R/combineRecomputedResults.R

Defines functions .combine_result_frames combineRecomputedResults

Documented in combineRecomputedResults

#' Combine SingleR results with recomputation
#'
#' Combine results from multiple runs of \code{\link{classifySingleR}} (usually against different references) into a single \link[S4Vectors]{DataFrame}.
#' This involves recomputing the scores so that they are comparable across references.
#'
#' @param results A list of \link[S4Vectors]{DataFrame} prediction results as returned by \code{\link{classifySingleR}} when run on each reference separately.
#' @inheritParams SingleR
#' @param check.missing Deprecated and ignored, as any row filtering will cause mismatches with the \code{test.genes=} used in \code{\link{trainSingleR}}.
#' @param trained A list of \link[S4Vectors]{List}gs containing the trained outputs of multiple references,
#' equivalent to either (i) the output of \code{\link{trainSingleR}} on multiple references with \code{recompute=TRUE},
#' or (ii) running \code{trainSingleR} on each reference separately and manually making a list of the trained outputs.
#' @param warn.lost Logical scalar indicating whether to emit a warning if markers from one reference in \code{trained} are absent in other references.
#' @param quantile Numeric scalar specifying the quantile of the correlation distribution to use for computing the score, see \code{\link{classifySingleR}}.
#' @param fine.tune A logical scalar indicating whether fine-tuning should be performed. 
#' @param tune.thresh A numeric scalar specifying the maximum difference from the maximum correlation to use in fine-tuning.

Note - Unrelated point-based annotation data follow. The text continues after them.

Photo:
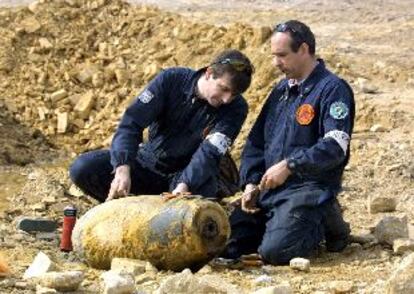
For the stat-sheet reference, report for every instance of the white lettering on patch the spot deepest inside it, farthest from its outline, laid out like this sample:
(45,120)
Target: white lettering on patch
(220,141)
(340,137)
(146,96)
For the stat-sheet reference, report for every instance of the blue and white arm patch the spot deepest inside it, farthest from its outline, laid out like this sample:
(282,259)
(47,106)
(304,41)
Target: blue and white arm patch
(146,96)
(338,110)
(340,137)
(220,141)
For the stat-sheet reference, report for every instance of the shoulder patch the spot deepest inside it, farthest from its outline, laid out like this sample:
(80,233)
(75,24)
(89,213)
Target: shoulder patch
(146,96)
(304,114)
(338,110)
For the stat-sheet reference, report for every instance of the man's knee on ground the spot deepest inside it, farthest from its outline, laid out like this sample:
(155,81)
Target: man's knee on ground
(77,170)
(280,252)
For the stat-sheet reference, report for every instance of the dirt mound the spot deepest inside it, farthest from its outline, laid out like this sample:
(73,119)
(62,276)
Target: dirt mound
(69,68)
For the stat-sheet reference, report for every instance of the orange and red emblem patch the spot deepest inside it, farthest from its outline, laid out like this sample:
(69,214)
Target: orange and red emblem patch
(305,114)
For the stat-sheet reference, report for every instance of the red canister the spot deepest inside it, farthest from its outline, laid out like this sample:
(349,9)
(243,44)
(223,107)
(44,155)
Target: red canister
(69,220)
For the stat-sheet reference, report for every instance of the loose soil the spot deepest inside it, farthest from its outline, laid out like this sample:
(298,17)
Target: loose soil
(56,53)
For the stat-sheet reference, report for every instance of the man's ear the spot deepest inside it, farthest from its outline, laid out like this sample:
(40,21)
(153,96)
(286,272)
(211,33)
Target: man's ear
(304,48)
(208,73)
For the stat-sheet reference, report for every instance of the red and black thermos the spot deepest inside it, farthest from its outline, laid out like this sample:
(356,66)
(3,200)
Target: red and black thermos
(69,220)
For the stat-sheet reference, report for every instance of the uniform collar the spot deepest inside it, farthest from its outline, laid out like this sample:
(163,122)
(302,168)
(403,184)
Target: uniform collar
(190,91)
(306,86)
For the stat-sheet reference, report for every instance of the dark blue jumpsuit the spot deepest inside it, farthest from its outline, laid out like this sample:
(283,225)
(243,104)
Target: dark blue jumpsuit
(187,138)
(310,125)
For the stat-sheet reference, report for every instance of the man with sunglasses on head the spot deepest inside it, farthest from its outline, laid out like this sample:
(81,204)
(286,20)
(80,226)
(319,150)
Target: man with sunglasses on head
(294,157)
(193,118)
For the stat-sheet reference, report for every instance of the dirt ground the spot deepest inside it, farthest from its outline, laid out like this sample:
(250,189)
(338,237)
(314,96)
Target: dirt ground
(57,53)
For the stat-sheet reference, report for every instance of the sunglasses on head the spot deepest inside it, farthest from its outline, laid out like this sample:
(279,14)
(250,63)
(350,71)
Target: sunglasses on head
(237,64)
(284,27)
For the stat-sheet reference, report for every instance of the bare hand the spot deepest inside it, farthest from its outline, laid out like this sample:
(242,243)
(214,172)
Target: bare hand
(121,184)
(249,199)
(275,176)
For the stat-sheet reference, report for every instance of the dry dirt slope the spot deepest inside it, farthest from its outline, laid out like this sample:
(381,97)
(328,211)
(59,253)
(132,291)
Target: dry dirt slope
(62,52)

#' @param allow.lost Deprecated.
#'
#' @return A \link[S4Vectors]{DataFrame} is returned containing the annotation statistics for each cell or cluster (row).

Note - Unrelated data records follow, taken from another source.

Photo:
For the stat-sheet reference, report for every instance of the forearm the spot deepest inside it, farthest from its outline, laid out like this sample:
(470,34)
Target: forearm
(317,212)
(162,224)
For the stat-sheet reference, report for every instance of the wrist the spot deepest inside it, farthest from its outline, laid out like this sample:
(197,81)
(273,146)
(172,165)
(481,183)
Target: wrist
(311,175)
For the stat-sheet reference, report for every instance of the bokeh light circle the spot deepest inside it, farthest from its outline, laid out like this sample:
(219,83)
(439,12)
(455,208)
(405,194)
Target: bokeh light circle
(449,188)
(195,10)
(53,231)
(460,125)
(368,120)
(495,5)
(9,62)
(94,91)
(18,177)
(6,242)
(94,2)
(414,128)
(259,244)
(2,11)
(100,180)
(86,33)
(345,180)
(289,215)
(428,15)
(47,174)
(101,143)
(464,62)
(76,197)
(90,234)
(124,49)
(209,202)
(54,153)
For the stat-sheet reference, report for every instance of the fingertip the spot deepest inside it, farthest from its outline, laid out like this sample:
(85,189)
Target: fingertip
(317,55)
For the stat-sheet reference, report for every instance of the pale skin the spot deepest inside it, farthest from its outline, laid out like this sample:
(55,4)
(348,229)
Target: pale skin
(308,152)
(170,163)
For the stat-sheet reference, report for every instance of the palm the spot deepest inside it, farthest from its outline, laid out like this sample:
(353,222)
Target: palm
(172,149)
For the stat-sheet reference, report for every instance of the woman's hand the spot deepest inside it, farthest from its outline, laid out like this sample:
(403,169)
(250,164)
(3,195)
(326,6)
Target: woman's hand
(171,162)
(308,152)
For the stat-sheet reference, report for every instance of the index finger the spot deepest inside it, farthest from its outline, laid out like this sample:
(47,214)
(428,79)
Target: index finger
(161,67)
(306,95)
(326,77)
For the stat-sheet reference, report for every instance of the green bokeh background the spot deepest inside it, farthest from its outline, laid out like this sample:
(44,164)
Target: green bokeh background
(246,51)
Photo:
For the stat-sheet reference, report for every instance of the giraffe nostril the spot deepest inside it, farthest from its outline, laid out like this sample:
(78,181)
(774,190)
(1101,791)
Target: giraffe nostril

#' This mimics the output of \code{\link{classifySingleR}} and contains the following fields:
#' \itemize{
#' \item \code{scores}, a DataFrame of DataFrames containing the \emph{recomputed} scores for the best label in each reference.
#' Each nested DataFrame corresponds to a reference and contains \code{labels} (the best label for that cell in this reference) and \code{scores} (the recomputed score).
#' \item \code{labels}, a character vector containing the per-cell combined label across references.
#' \item \code{reference}, an integer vector specifying the reference from which the combined label was derived.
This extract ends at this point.